Deploying a Grounding DINO Model to a REST API Endpoint for Open-Set Object Detection with Prompts

Over recent years, computer vision has experienced significant advancements, primarily driven by innovations in deep learning. Many object detection models are traditionally designed to recognize a predefined set of classes. Introducing new classes to these models often demands collecting and annotating new data, followed by retraining the model from scratch—a process that is both time- and compute-intensive.

Zero-shot object detection—identifying objects in images without prior training in those specific classes—has garnered substantial interest recently. The advantages of zero-shot object segmentation are manifold in computer vision. This technique allows models to recognize and delineate objects in images even if they weren't exposed to such objects during their training phase.

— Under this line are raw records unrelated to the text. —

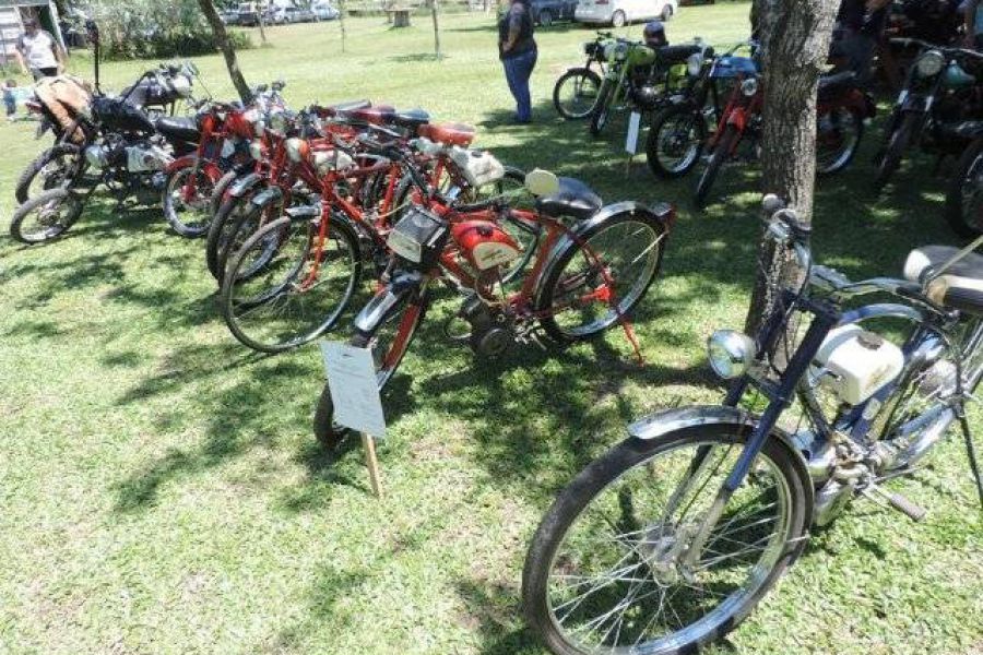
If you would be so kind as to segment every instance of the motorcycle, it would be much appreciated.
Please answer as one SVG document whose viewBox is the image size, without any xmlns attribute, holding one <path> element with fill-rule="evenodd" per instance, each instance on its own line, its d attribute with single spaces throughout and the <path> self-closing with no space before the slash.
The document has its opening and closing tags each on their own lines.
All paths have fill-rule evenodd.
<svg viewBox="0 0 983 655">
<path fill-rule="evenodd" d="M 599 32 L 596 38 L 583 44 L 587 61 L 582 67 L 569 68 L 553 86 L 553 106 L 567 120 L 587 118 L 594 109 L 601 91 L 601 79 L 605 75 L 607 59 L 604 47 L 614 40 L 609 32 Z M 597 71 L 593 64 L 597 64 Z"/>
<path fill-rule="evenodd" d="M 128 95 L 103 95 L 98 91 L 98 31 L 94 24 L 90 40 L 96 46 L 96 94 L 68 130 L 79 130 L 83 138 L 79 143 L 56 145 L 28 165 L 27 171 L 42 176 L 45 191 L 14 211 L 10 234 L 24 243 L 39 243 L 62 235 L 79 218 L 99 184 L 106 184 L 120 202 L 134 193 L 159 191 L 167 166 L 176 156 L 198 147 L 200 131 L 194 120 L 153 120 L 130 104 Z M 139 87 L 138 81 L 131 92 Z M 28 179 L 26 187 L 29 183 Z"/>
<path fill-rule="evenodd" d="M 921 520 L 923 508 L 885 485 L 952 425 L 983 507 L 964 413 L 983 377 L 983 257 L 929 246 L 909 255 L 904 279 L 851 282 L 813 263 L 809 228 L 773 196 L 766 216 L 775 262 L 791 255 L 805 282 L 772 285 L 756 336 L 710 337 L 710 365 L 731 383 L 723 404 L 630 425 L 533 537 L 524 610 L 554 653 L 695 653 L 722 638 L 810 529 L 855 498 Z M 845 307 L 885 294 L 890 303 Z M 885 319 L 908 327 L 880 334 Z"/>
<path fill-rule="evenodd" d="M 966 121 L 983 118 L 983 93 L 967 68 L 980 68 L 983 55 L 946 48 L 913 38 L 891 39 L 916 46 L 921 53 L 909 68 L 885 130 L 874 190 L 880 192 L 901 166 L 909 147 L 917 145 L 939 158 L 961 153 L 975 134 Z"/>
<path fill-rule="evenodd" d="M 697 182 L 694 202 L 702 209 L 707 204 L 721 167 L 731 160 L 745 144 L 750 156 L 760 148 L 765 90 L 761 74 L 753 58 L 722 57 L 714 62 L 732 72 L 736 84 L 724 107 L 716 131 L 708 140 L 710 157 Z M 843 170 L 856 155 L 864 135 L 864 121 L 873 118 L 876 105 L 869 93 L 856 84 L 856 74 L 843 71 L 822 75 L 817 92 L 816 174 L 833 175 Z"/>
</svg>

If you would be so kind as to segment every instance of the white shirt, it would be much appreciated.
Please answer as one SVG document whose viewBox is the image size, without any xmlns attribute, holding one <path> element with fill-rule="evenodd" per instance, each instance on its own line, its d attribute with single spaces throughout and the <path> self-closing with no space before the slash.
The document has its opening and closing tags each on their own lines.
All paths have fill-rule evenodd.
<svg viewBox="0 0 983 655">
<path fill-rule="evenodd" d="M 55 39 L 44 29 L 38 29 L 34 36 L 23 34 L 17 49 L 27 60 L 27 68 L 43 69 L 58 66 L 58 59 L 55 57 Z"/>
</svg>

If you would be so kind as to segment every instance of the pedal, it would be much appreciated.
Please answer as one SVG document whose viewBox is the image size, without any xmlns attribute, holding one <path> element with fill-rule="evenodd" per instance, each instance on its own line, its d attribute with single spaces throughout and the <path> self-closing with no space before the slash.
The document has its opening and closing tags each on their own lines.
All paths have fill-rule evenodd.
<svg viewBox="0 0 983 655">
<path fill-rule="evenodd" d="M 876 485 L 867 487 L 863 492 L 867 497 L 876 495 L 878 498 L 883 498 L 891 508 L 898 510 L 915 523 L 921 522 L 928 513 L 928 510 L 913 503 L 900 493 L 896 493 L 893 491 L 885 491 Z"/>
</svg>

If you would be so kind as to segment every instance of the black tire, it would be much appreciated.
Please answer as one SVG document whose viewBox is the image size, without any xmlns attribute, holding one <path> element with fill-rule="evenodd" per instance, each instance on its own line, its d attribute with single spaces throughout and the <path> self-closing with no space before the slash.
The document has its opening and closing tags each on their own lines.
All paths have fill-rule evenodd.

That is especially beneficial in real-world situations where the array of objects to recognize is immense and obtaining labeled data for every potential object class is impractical. Through zero-shot segmentation, you can devise adaptive and efficient models capable of recognizing unfamiliar objects without necessitating retraining or additional labeled data acquisition.

Moreover, these zero-shot methodologies can considerably decrease the time and resources dedicated to data labeling, which is often a significant challenge in crafting effective computer vision solutions.

Researchers at Meta AI have employed self-supervised learning combined with Transformer algorithms to craft a zero-shot method named DINO, short for "Distillation with No Labels." This method was evolved by researchers outside of Minto Grounding-DINO, a vision-language pre-training technique that harnesses the potential of self-supervised learning and attention mechanisms, delivering outstanding results in open-set object detection.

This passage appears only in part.